Słynne przysłowie mówi, że prawdziwych mężczyzn poznaje się nie po tym jak zaczynają, ale po tym jak kończą. Przysłowie idealnie obrazuje końcówkę piątkowego spotkania. Górnik miał już właściwie zwycięstwo w garści i w spokoju mógł oczekiwać na końcowy gwizdek. Oczywiście, Legia napierała jak tylko mogła. Sam Kosta Runjaić powiedział, że w końcówce rzucił wszystko co miał, aby wywalczyć chociaż punkt. I finalnie opłacało się. Jednak to, co zrobili goście wołało o pomstę do nieba. W kilka minut zaprzepaścili to, co starali się wypracować przez całe spotkanie. Głównym aktorem tego blamażu był Jensen, który zaliczył fantastyczny dublet. Najpierw postanowił sfaulować Artura Jędrzejczyka, trafiając obrońcę Legii w twarz. Dzięki czemu Josue wykorzystał rzut karny i już tylko gol dzielił gospodarzy od doprowadzenia do comebacku.
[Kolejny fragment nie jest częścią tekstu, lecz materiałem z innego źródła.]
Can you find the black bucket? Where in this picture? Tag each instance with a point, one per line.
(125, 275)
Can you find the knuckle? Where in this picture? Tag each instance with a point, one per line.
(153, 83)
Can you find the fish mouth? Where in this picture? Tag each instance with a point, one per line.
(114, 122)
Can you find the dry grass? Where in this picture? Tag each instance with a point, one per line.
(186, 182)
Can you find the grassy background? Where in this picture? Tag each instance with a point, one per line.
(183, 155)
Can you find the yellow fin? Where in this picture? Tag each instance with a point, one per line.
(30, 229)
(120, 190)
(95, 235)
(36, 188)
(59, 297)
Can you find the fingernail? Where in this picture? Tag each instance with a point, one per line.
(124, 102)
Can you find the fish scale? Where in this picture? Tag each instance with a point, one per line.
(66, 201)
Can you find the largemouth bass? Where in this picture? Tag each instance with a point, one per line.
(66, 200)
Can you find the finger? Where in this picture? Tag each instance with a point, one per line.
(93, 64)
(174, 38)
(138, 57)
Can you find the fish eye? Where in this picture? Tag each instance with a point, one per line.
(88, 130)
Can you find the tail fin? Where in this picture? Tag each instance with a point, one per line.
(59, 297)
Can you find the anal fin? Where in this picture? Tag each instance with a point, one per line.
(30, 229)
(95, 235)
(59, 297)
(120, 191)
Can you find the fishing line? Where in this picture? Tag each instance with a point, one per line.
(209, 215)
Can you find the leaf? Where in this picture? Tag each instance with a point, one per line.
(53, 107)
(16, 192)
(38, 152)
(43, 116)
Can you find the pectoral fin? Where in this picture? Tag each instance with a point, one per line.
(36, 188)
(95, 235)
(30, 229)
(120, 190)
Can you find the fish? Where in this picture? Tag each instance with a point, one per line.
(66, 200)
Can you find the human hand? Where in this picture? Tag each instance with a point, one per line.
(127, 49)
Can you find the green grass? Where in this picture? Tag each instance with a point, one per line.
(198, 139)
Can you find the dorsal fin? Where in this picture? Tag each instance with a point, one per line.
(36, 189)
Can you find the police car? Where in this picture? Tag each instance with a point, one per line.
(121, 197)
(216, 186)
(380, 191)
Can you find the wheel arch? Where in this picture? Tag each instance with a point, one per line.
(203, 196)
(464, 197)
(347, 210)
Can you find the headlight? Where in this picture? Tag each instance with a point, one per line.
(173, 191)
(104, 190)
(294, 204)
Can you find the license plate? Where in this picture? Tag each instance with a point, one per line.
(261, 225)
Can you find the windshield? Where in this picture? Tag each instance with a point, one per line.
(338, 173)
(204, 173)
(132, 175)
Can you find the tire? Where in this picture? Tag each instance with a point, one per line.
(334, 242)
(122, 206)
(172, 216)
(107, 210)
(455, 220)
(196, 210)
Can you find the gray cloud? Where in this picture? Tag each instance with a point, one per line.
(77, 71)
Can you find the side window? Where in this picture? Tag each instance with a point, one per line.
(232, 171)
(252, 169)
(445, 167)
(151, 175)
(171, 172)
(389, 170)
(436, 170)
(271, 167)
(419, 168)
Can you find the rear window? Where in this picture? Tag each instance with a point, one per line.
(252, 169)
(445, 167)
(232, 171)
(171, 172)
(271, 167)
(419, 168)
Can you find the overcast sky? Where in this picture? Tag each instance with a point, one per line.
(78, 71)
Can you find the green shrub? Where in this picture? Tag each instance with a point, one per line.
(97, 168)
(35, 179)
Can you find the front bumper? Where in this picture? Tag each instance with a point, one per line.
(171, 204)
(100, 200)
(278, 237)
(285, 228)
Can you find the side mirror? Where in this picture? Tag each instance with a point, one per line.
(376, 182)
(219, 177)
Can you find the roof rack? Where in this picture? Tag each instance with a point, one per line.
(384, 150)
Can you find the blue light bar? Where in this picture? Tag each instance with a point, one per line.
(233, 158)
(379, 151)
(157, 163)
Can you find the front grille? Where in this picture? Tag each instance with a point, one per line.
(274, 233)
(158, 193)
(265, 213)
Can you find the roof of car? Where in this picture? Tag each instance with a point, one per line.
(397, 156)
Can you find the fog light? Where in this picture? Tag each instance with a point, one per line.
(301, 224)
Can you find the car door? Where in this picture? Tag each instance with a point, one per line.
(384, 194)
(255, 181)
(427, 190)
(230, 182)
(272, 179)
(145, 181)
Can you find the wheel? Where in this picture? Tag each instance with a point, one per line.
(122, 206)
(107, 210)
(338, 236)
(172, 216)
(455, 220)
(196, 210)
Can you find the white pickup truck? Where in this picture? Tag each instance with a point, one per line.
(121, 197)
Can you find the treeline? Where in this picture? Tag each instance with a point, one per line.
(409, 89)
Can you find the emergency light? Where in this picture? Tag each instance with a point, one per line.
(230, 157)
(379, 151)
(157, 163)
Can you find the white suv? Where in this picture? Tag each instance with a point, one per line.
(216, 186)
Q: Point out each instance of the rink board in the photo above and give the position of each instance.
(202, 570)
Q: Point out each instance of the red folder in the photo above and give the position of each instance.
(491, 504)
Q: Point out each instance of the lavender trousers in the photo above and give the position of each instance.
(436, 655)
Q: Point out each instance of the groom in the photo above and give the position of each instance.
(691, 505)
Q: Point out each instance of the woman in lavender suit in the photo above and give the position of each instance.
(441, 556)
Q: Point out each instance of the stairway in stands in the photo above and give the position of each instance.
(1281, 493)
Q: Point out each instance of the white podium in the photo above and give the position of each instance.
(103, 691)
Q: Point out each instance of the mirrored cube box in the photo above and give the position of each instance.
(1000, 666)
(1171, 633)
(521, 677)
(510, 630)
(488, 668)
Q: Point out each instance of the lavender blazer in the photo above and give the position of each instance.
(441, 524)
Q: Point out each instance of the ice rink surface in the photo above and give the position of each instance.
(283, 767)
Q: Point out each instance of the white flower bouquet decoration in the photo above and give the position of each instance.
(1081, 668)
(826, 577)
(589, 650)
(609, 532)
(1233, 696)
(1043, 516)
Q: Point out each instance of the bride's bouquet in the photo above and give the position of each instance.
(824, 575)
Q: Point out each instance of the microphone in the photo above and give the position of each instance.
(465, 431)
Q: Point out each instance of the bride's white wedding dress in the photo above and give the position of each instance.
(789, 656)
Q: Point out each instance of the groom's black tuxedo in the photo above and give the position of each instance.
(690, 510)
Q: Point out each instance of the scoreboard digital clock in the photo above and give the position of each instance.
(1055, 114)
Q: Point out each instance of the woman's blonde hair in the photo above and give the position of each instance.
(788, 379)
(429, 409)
https://twitter.com/AHaman1916/status/1560734596161052673

https://twitter.com/CANALPLUS_SPORT/status/1560733452559089665

Jednak stoperowi Górnika było mało. Kilka minut później zachował się jak trampkarz i mając na koncie żółtą kartkę postanowił w bocznej strefie boiska sfaulować Carlitosa, który przyjęciem kierunkowym zwiódł rywala. Finalnie otrzymał za to drugi żółty kartonik i w samej końcówce osłabił swój zespół. I to właśnie w kluczowej akcji spotkania zabrakło trzeciego stopera, który asekurowałby Janickiego. Rafał zupełnie zgubił krycie i Lindsay Rose doprowadził do remisu, a comeback stał się faktem.

Kibice Górnika, którzy przyjechali do Warszawy nie dowierzali temu, co się stało. Sam trener Gaul po meczu był zaskoczony decyzją o podyktowaniu rzutu karnego. Jednak czy słusznie? Czy, aby nie powinien mieć pretensji do Jensena, który nieświadomie robił kołowrotek rękami we własnym polu karnym? Moim zdaniem karny był jak najbardziej słuszny. Obrońca nierozważnie machał rękami na lewo i na prawo, co spowodowało, że obrońca Legii wyraźnie dostał w twarz. Cała praca włożona w to spotkanie przez Górnik Zabrze została zaprzepaszczona przez jednego zawodnika. Legia w końcówce pokazała charakter i niesiona okrzykami z trybun zdołała wywalczyć punkt.

 

Koncentracja i niedokładność, czyli oceny pomeczowe

Trudno wskazać kogokolwiek z Legii, kto zdecydowanie wyróżniałby się na tle reszty zespołu. Naprawdę to było spotkanie, w którym było mnóstwo niedokładności. Szczególnie w fazie wyprowadzania piłki do tyłu oraz w fazie przyspieszenia akcji w ofensywie. Bardzo dobrze było to widać w grze Lindsaya Rose oraz Ihora Kharatina. Stoper warszawskiej drużyny ma od dłuższego czasu problem z koncentracją przez całe spotkanie. Są momenty, w których Lindsay’owi po prostu odcina prąd i myślenie nie istnieje. Było to widać przy sytuacji z Cholewiakiem oraz przy komunikacji z Tobiaszem. Owa komunikacja strasznie kulała i czasem miałem wrażenie, że Kacper leciał w ciemno po piłkę, mając w podświadomości, że Rose może zrobić coś niedobrego.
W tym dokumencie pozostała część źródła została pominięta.